John Conger, acting deputy undersecretary of defense for installations and environment, and James G. Van Ness, DOD’s acting deputy general counsel for environment and installations, participated in a July 19 panel discussion at the Aspen Security Forum in Aspen, Colo.
Conger assured the audience that funding for the Pentagon’s environmental initiatives is largely shielded, and the Pentagon has gained ground in efforts from endangered species rehabilitation to site cleanup programs.
Conger noted the department manages nearly 30 million acres of land and roughly a half million buildings in the United States. Many of the training acres on military installations have served as refuges for threatened and endangered species, he noted, but conservation efforts now are moving outside the gates.
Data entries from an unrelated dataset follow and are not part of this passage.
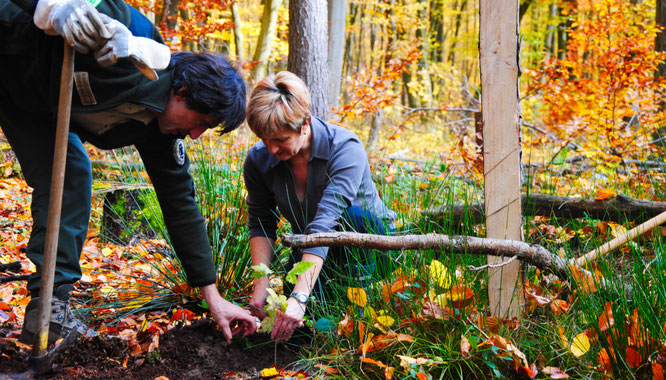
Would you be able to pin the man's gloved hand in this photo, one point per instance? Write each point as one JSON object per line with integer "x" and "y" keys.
{"x": 77, "y": 21}
{"x": 146, "y": 54}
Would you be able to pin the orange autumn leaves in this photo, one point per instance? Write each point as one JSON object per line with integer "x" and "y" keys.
{"x": 413, "y": 302}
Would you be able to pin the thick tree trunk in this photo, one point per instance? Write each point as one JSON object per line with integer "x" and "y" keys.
{"x": 266, "y": 37}
{"x": 618, "y": 209}
{"x": 499, "y": 57}
{"x": 308, "y": 49}
{"x": 375, "y": 127}
{"x": 238, "y": 33}
{"x": 337, "y": 13}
“The Defense Department has a dedication to the environment that is wider in scope than a lot of people are familiar with. … We spend $4 billion a year on our environmental programs,” he said. Conger added that military installations are home to 420 federally listed threatened or endangered species and 523 at-risk species. Roughly 10 of the former and 75 of the latter are found only on DOD property, he added.
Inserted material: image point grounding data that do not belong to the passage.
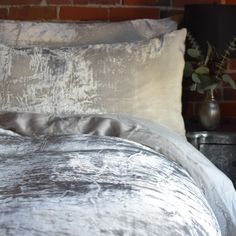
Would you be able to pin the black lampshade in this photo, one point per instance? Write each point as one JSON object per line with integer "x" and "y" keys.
{"x": 213, "y": 23}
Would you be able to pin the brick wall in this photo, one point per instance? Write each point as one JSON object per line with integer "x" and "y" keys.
{"x": 114, "y": 10}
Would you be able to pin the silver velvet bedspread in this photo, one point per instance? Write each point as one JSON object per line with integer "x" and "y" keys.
{"x": 69, "y": 178}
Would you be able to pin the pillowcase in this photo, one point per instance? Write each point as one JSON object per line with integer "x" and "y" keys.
{"x": 20, "y": 33}
{"x": 142, "y": 79}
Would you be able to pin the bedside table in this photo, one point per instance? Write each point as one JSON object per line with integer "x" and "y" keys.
{"x": 219, "y": 148}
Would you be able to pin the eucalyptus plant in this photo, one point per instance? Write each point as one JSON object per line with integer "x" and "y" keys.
{"x": 207, "y": 71}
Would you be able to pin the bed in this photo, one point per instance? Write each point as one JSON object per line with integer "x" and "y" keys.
{"x": 92, "y": 139}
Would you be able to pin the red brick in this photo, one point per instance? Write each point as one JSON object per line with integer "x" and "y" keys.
{"x": 58, "y": 2}
{"x": 147, "y": 2}
{"x": 181, "y": 3}
{"x": 83, "y": 13}
{"x": 228, "y": 109}
{"x": 3, "y": 13}
{"x": 32, "y": 13}
{"x": 117, "y": 14}
{"x": 97, "y": 2}
{"x": 19, "y": 2}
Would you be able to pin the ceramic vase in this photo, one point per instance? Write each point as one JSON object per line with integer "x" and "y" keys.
{"x": 209, "y": 112}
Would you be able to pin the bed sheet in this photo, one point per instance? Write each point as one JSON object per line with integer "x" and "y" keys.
{"x": 214, "y": 185}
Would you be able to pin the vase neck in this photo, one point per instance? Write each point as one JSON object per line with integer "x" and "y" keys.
{"x": 210, "y": 95}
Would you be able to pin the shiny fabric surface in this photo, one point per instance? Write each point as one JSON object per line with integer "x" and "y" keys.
{"x": 74, "y": 80}
{"x": 217, "y": 188}
{"x": 94, "y": 185}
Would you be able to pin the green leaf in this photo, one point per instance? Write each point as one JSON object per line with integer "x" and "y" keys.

Van Ness explained that as pressures build to increase DOD’s use of its available training space, the department is working harder to build viable habitats for those species in communities around military installations.
He said department environmental experts have hit on the idea of working with surrounding communities and states, and in some cases other federal agencies, to contribute habitat-building efforts near military installations in return for the relaxing of some standards on the installations. These private lands initiatives, Van Ness said, have been remarkably successful.
“We’ve had 41 transactions and more than 14,000 acres protected” under the program at Fort Bragg, N.C., alone, he said. Fort Bragg, home to the red-cockaded woodpecker as well as the Army’s 18th Airborne Corps and other major units, has benefited from the partnership in increased use of training lands, Van Ness noted. “Fish and Wildlife Service has lifted some of the restrictions that were most onerous,” he added.
As similar programs have spread across the nation, he noted, DOD now is involved in habitat rehabilitation projects at about 60 bases in 24 states.
Partner agencies have matched DOD in funding this program, he noted.
“These are lands that are important to them, too,” Van Ness said. “It meets their needs and their interests.”
Conger noted the department also has improved its site cleanup record dramatically in recent years. By 2018, the department will have finished cleaning up 90 percent of the environmental sites it has identified, he said, and will have completed 95 percent by 2021.
While a few sites will require longer-term solutions, Conger said, “I’m proud of our cleanup program and I think we’re doing a pretty good job.”